Theoretical and Experimental Investigation of the Effects and Limits of using Inorganic Aqueous Solutions to Resist NCG Generation in Aluminum Thermosiphons
- Author(s): Stubblebine, Michael James
- Advisor(s): Catton, Ivan
- et al.
Water is one of the most capable and widely used working fluids in heat pipes and thermosiphons. Aluminum is a high conductivity, lightweight, and high strength choice for heat pipe casing material. However, aluminum and water are a heat pipe combination that is not considered viable due to the rapid generation of hydrogen, a noncondensable gas (NCG), resulting from chemical reactions between water and aluminum. A great deal of past research has been done evaluating the compatibility of many pure fluids with different metal heat pipe casings, yielding a large volume of lifetime tests demonstrating success or failure of various combinations. On the other hand, very little research was found analyzing what, if any, progress can be made to take low compatibility combinations and make them more compatible through the use of chemical inhibitors. This is particularly true for the combination of water and aluminum. Recently, inorganic chemicals in an aqueous solution, with the proper concentrations and pH range, have been shown to suppress the unwanted reactions and subsequent hydrogen formation rates in a manner that could prove useful enough to allow aluminum heat pipe casings to operate with aqueous based solutions as a working fluid.
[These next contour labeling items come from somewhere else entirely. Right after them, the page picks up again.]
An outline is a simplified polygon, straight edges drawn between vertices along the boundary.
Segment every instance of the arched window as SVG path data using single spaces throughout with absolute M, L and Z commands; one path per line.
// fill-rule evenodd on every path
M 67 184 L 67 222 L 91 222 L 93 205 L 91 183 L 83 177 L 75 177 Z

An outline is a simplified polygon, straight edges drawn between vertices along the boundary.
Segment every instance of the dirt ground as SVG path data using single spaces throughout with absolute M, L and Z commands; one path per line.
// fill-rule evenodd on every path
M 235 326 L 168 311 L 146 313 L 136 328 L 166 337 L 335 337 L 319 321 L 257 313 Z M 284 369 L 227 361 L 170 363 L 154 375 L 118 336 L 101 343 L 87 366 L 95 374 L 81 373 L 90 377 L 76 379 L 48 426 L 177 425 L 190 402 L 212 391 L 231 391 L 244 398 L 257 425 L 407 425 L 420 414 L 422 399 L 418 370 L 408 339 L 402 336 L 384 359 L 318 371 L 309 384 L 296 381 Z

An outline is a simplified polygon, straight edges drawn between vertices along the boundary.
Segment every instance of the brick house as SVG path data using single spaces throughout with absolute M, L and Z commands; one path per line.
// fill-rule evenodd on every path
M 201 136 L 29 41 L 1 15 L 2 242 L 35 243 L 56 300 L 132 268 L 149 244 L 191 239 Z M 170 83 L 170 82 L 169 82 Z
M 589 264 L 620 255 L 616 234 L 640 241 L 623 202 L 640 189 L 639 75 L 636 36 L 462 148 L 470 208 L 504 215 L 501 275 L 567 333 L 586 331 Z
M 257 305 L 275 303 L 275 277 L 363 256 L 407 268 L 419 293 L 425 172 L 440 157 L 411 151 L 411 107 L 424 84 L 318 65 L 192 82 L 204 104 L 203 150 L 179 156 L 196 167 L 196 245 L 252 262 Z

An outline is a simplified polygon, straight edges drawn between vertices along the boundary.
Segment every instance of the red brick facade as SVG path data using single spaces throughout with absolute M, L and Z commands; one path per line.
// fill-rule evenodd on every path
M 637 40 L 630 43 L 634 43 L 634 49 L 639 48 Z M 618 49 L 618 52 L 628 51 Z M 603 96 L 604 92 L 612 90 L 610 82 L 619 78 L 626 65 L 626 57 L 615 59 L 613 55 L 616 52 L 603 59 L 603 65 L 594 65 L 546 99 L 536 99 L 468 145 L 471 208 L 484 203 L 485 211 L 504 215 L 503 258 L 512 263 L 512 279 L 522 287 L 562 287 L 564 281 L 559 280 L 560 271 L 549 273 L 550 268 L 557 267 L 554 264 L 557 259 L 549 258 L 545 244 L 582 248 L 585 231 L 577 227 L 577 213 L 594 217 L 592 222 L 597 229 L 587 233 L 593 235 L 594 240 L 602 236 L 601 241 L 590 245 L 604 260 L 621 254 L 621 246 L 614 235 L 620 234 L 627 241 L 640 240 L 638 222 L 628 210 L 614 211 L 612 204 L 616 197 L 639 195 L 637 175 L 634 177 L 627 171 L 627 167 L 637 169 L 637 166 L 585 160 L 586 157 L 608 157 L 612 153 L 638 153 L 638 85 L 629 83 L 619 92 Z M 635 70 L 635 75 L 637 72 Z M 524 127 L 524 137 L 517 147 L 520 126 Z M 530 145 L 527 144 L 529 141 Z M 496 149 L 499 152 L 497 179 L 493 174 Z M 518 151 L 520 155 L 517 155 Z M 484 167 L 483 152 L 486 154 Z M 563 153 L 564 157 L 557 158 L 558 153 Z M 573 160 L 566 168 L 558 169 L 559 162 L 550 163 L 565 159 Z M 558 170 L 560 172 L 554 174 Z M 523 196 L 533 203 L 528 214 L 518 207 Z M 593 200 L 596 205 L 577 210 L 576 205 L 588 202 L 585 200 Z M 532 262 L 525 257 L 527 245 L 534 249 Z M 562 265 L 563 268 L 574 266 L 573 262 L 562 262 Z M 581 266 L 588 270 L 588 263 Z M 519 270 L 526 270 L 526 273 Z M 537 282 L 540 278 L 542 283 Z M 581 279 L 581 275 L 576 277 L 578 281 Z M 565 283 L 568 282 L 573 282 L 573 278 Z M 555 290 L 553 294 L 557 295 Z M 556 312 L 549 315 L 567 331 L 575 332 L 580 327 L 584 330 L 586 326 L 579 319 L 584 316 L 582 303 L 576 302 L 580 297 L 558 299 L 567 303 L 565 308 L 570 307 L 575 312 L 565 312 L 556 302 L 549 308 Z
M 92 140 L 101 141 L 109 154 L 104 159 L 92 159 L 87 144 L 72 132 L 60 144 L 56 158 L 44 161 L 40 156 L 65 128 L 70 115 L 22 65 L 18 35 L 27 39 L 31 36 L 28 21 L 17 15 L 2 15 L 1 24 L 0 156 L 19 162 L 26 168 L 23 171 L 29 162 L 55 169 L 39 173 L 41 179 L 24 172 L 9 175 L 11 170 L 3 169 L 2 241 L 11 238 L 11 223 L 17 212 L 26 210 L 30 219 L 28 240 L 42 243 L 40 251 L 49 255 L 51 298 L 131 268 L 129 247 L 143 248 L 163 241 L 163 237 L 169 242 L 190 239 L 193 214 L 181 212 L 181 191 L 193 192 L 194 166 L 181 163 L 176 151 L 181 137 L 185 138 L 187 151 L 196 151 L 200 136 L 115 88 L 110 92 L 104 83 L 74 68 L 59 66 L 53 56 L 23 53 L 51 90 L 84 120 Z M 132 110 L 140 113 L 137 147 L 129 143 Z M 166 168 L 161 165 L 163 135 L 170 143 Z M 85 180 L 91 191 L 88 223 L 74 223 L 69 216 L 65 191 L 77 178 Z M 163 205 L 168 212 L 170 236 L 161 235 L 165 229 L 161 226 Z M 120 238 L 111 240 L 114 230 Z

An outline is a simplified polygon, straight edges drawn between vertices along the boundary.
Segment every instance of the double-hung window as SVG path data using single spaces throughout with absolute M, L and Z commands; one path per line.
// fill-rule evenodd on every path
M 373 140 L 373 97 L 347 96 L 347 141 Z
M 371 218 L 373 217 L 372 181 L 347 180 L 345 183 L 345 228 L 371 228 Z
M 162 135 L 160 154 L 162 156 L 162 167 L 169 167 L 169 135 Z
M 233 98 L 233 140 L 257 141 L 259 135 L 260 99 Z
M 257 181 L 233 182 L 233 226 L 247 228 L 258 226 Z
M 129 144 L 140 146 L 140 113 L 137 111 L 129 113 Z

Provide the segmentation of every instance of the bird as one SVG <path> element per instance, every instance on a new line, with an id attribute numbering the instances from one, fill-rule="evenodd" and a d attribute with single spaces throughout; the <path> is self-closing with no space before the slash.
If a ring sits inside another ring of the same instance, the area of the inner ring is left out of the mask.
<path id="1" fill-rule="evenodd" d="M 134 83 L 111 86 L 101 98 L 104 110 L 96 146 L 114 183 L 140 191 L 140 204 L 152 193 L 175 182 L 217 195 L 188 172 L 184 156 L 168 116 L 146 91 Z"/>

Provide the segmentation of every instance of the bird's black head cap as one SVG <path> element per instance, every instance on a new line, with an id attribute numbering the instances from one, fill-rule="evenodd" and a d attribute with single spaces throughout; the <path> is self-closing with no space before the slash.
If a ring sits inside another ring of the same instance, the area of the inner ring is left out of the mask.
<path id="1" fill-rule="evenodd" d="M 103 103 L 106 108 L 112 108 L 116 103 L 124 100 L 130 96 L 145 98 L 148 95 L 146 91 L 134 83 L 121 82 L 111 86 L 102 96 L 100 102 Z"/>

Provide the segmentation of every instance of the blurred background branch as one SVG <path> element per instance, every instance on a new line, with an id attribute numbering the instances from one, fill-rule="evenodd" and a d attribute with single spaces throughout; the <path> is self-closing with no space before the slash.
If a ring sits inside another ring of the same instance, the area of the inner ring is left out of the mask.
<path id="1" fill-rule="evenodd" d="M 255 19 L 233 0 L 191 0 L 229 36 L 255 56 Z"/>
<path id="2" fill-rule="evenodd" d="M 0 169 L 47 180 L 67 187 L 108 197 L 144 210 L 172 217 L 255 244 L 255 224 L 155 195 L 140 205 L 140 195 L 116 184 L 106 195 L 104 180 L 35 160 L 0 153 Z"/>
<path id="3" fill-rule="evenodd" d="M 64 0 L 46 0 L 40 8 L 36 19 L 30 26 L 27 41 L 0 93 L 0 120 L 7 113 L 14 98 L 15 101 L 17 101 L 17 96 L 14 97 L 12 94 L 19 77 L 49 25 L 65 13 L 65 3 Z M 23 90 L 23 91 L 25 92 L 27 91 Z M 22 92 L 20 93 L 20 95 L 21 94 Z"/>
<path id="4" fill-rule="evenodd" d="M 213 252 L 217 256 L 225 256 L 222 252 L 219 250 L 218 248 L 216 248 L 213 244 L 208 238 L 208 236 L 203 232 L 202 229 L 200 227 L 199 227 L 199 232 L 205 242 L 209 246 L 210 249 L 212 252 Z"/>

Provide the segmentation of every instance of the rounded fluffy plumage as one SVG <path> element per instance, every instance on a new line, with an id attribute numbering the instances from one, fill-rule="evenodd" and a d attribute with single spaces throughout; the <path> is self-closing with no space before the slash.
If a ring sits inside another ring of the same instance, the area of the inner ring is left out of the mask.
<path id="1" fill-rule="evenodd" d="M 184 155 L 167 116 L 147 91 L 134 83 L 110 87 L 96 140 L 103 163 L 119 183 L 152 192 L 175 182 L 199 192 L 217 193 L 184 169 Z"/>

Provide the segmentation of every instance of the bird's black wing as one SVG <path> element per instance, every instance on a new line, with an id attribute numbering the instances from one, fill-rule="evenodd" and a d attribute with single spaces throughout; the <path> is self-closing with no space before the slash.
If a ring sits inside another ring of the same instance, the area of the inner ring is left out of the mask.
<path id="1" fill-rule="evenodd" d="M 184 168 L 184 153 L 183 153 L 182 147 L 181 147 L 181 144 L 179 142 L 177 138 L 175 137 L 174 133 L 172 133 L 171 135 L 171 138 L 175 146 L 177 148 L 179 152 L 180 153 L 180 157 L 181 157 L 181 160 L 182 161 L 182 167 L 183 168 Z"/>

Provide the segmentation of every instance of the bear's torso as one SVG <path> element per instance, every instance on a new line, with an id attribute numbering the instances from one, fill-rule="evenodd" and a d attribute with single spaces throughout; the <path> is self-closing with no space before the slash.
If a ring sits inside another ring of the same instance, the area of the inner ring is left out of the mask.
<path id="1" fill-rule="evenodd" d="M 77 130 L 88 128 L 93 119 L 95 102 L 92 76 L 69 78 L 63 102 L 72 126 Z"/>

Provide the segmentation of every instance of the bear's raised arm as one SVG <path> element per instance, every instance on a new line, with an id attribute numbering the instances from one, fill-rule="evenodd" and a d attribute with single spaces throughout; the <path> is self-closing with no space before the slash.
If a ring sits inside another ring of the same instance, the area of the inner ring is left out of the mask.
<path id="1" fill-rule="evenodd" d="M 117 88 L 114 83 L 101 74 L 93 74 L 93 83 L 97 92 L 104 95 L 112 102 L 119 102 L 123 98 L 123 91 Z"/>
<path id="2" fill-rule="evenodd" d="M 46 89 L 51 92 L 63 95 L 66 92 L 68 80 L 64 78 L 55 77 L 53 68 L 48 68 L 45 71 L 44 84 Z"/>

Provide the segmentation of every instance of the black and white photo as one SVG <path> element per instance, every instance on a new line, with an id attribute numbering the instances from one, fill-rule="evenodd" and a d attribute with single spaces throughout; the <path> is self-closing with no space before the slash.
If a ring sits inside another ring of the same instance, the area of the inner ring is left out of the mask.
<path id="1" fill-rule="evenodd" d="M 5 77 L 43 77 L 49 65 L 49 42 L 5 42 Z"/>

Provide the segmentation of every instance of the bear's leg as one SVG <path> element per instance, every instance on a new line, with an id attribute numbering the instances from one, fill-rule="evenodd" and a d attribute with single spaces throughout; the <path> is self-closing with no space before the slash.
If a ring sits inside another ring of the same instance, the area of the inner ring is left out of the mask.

The goal of this thesis is to produce, understand, and experimentally show the robustness of using inorganic inhibitors in aqueous heat pipe fluids for aluminum devices. Thermodynamic predictions were made to estimate conditions in which a stable oxide layer of the base metal, as well as the oxidizing inhibitors, will form within the pipe, thus giving a better chance at preventing NCG generation. E-pH, or Pourbaix, diagrams will be generated as a function of temperature to allow for prediction at any given heat pipe operating temperature range. Chemical reactions and processes responsible for NCG suppression will be explained. Inhibitor species’ concentrations will be investigated as an independent variable to determine recommended inhibitor amounts. Aluminum thermosiphons and heat pipes will be experimentally tested to verify efficacy of various inhibitor solutions in different thermosiphon geometries tested under different test conditions. Simple corrosion tests will also be carried out within a vacuumed chamber to determine relative amounts of hydrogen generated when an aluminum sample is in direct, static contact with a test fluid. The results of this thesis will show that while there is good evidence that inorganic inhibitors can significantly reduce the production of NCG in an aluminum-water heat pipe, the complex nature of two phase fluid circulation in such devices still presents serious challenges to the reliability and adoption of inhibitor fluids for critical thermal management needs. Reasons behind this phenomenon will be presented along with pathways for future research. These future work paths are believed to provide great opportunities for overcoming the challenges found in this work as well as potentially expanding the application of inhibiting heat pipe fluids to other active metals such as steel devices. The creation of a dilute aqueous solution which maintains the high latent heat of water but is also compatible with aluminum heat pipes would allow for significantly higher heat transport per device unit mass than currently used aluminum and ammonia heat pipes and provide another option for intermediate temperature heat pipes at low cost.